2. Is there anything like "Savanna dashboard" which acts like the "Savanna-only" UI that I can install?

Revision history for this message
Matthew Farrellee (mattf) said :
#6

Please open new questions instead of continuing an existing/answered question. Doing so will help the entire community find and address issues.

Revision history for this message
Sunzen Wang (sunzen) said :
#7

Matthew Farrellee,

Thank you for your information.

In my enviroment (icehouse at CentOS 6.5, with FLATDHCP network built on ML2/OpenvSwitch) ssh into VM instances is ok,
but cluster is still always waiting after launched.

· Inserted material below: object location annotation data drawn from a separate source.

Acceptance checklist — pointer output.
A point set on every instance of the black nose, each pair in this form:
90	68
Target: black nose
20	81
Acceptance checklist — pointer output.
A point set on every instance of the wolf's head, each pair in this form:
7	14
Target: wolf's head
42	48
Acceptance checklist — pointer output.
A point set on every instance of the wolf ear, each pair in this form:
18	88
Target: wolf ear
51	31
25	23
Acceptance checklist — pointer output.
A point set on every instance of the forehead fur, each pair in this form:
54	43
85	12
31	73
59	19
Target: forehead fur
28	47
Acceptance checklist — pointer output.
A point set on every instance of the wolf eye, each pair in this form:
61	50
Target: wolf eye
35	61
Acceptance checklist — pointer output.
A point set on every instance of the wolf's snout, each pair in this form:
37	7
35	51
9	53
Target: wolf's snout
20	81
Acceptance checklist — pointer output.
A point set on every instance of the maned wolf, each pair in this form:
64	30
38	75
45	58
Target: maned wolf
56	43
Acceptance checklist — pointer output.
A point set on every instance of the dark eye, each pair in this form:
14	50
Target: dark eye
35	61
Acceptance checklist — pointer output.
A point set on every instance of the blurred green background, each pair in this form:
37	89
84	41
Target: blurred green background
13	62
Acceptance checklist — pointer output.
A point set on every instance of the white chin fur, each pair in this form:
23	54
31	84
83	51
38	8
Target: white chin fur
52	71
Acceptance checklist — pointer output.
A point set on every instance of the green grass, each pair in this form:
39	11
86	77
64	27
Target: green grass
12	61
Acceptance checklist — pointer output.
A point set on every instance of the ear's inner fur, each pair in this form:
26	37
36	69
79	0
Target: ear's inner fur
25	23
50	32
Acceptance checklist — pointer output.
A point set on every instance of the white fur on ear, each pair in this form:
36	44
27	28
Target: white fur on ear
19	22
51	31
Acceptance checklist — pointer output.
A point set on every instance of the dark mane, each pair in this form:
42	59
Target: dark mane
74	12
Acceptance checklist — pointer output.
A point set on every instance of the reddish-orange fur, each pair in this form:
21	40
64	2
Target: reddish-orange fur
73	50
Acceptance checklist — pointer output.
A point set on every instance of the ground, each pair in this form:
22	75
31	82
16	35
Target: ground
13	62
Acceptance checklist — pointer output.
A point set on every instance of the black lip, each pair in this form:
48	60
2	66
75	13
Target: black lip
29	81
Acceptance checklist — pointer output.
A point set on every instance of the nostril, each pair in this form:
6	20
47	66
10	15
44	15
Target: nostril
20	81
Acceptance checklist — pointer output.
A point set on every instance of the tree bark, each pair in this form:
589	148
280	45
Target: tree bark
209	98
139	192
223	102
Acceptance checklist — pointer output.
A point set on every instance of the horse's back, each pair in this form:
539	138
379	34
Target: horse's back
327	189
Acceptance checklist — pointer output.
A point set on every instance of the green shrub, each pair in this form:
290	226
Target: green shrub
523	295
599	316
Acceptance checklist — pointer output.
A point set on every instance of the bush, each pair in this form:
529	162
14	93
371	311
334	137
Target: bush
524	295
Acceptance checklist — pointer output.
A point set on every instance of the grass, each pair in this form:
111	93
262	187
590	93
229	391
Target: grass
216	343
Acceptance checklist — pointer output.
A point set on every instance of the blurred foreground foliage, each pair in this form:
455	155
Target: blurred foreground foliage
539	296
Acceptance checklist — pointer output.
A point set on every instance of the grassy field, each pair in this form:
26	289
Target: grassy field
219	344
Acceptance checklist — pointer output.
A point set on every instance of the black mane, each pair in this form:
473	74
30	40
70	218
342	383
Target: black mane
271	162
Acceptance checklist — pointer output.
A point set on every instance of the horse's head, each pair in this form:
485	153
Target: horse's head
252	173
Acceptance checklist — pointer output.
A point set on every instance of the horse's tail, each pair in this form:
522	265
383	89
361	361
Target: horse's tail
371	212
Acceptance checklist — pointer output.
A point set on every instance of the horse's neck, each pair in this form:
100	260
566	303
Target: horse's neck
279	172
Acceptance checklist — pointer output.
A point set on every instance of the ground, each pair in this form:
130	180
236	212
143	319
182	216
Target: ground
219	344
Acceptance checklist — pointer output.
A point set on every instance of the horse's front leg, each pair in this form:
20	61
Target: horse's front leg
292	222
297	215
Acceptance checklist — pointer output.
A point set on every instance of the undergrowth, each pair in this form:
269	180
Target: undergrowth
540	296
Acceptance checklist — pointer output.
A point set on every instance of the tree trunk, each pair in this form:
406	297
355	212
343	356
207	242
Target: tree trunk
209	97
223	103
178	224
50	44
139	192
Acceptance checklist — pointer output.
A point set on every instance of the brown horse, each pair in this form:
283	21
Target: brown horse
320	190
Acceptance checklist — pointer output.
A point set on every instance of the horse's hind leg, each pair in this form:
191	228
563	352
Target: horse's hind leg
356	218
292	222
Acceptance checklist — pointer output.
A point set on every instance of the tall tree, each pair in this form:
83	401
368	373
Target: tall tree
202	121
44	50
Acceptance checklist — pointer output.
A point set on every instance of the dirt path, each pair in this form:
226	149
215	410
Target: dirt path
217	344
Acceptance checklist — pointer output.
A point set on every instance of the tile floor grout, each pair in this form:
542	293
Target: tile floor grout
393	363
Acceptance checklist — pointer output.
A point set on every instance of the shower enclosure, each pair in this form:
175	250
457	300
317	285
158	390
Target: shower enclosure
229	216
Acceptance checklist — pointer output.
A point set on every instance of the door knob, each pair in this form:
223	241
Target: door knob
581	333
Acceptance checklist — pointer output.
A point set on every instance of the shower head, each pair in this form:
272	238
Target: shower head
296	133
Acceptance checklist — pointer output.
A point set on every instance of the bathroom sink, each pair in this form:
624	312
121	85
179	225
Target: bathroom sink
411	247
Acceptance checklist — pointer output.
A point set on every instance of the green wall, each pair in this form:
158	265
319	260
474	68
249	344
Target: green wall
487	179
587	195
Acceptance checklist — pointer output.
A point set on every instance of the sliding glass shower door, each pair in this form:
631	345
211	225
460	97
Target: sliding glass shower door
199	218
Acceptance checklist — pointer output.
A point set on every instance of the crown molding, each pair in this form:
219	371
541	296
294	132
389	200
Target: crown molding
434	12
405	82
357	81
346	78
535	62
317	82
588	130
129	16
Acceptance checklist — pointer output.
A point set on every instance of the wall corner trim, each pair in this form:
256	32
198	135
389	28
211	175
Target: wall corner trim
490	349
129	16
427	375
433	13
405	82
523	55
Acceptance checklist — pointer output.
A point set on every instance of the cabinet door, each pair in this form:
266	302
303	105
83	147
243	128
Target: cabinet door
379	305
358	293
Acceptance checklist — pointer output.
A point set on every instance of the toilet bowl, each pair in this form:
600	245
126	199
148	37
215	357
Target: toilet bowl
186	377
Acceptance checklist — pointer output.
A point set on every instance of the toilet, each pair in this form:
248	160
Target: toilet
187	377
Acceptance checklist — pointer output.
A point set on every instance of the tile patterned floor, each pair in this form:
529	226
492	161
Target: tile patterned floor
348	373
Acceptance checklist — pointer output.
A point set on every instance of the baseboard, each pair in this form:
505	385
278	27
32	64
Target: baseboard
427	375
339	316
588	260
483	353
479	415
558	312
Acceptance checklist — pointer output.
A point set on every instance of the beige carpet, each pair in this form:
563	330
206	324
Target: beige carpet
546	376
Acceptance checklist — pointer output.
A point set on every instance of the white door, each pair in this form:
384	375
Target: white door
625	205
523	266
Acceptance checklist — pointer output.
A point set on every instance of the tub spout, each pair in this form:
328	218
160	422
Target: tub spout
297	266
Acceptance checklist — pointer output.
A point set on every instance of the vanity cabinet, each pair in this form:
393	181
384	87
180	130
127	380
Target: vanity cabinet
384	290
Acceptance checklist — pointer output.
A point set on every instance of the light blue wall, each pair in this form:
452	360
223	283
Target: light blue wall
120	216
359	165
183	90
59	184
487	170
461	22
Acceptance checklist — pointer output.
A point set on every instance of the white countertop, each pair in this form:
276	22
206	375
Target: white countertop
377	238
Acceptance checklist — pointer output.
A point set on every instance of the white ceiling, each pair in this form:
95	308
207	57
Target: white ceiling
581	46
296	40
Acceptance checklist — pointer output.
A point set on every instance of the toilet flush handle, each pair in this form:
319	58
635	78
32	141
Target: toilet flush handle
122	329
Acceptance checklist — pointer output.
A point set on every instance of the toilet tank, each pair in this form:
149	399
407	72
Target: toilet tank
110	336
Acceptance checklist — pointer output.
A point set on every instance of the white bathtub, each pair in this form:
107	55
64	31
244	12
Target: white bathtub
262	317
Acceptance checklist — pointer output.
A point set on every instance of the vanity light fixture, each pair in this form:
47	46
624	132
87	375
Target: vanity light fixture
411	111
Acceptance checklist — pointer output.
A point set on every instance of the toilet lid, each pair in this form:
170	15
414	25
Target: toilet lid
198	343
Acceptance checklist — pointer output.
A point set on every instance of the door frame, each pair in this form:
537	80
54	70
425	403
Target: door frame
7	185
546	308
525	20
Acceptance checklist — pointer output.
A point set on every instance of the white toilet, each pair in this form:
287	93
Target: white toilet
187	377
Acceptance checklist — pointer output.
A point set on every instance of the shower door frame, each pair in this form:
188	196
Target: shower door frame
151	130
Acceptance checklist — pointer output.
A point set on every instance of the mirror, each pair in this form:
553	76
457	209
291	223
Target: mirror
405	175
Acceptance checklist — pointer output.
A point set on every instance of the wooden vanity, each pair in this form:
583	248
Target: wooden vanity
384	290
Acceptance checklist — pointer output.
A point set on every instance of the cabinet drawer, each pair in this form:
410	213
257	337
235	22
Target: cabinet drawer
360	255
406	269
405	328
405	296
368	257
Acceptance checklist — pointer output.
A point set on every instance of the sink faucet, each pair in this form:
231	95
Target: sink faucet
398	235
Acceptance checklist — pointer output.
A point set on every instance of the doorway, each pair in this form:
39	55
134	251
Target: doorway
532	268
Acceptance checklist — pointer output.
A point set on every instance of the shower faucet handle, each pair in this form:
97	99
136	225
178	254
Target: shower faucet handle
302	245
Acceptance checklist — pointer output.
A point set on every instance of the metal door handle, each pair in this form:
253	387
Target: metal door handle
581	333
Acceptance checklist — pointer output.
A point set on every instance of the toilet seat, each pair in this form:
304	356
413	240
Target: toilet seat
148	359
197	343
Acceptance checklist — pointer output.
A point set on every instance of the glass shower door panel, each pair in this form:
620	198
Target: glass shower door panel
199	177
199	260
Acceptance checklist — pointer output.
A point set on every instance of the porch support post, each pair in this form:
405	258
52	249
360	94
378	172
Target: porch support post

After adding debug=true to sahara.conf, special log record is as following:

2014-06-12 19:54:25.915 23444 DEBUG sahara.service.engine [-] Can't login to node minione-minione121-001 (192.168.200.145), reason RuntimeError: Neutron router not found corresponding to network fd76b58c-3733-461a-b7ac-3b823c460e48 _wait_until_accessible /usr/lib/python2.6/site-packages/sahara/service/engine.py:95

I used FlatDHCP, so I didn't configure neutron router.
Why neutron router is necessary? How to handle it for FlatDHCP network?

I tried to configure a default router, specially log records are as following:
2014-06-12 20:02:04.858 23444 DEBUG sahara.service.engine [-] Can't login to node minione-minione121-001 (192.168.200.145), reason EOFError: _wait_until_accessible /usr/lib/python2.6/site-packages/sahara/service/engine.py:95
2014-06-12 20:02:10.689 23444 DEBUG sahara.service.engine [-] Can't login to node minione-minione121-001 (192.168.200.145), reason EOFError: _wait_until_accessible /usr/lib/python2.6/site-packages/sahara/service/engine.py:95
2014-06-12 20:02:16.516 23444 DEBUG sahara.service.engine [-] Can't login to node minione-minione121-001 (192.168.200.145), reason SSHException: Error reading SSH protocol banner _wait_until_accessible /usr/lib/python2.6/site-packages/sahara/service/engine.py:95

I'm still not good at OpenStack networking.
Thank you for your more guidance.

Regards

Revision history for this message
Sunzen Wang (sunzen) said :
#8

Matthew Farrellee,

Thank you for your information.

In my enviroment (icehouse at CentOS 6.5, with FLATDHCP network built on ML2/OpenvSwitch) ssh into VM instances is ok,
but cluster is still always waiting after launched.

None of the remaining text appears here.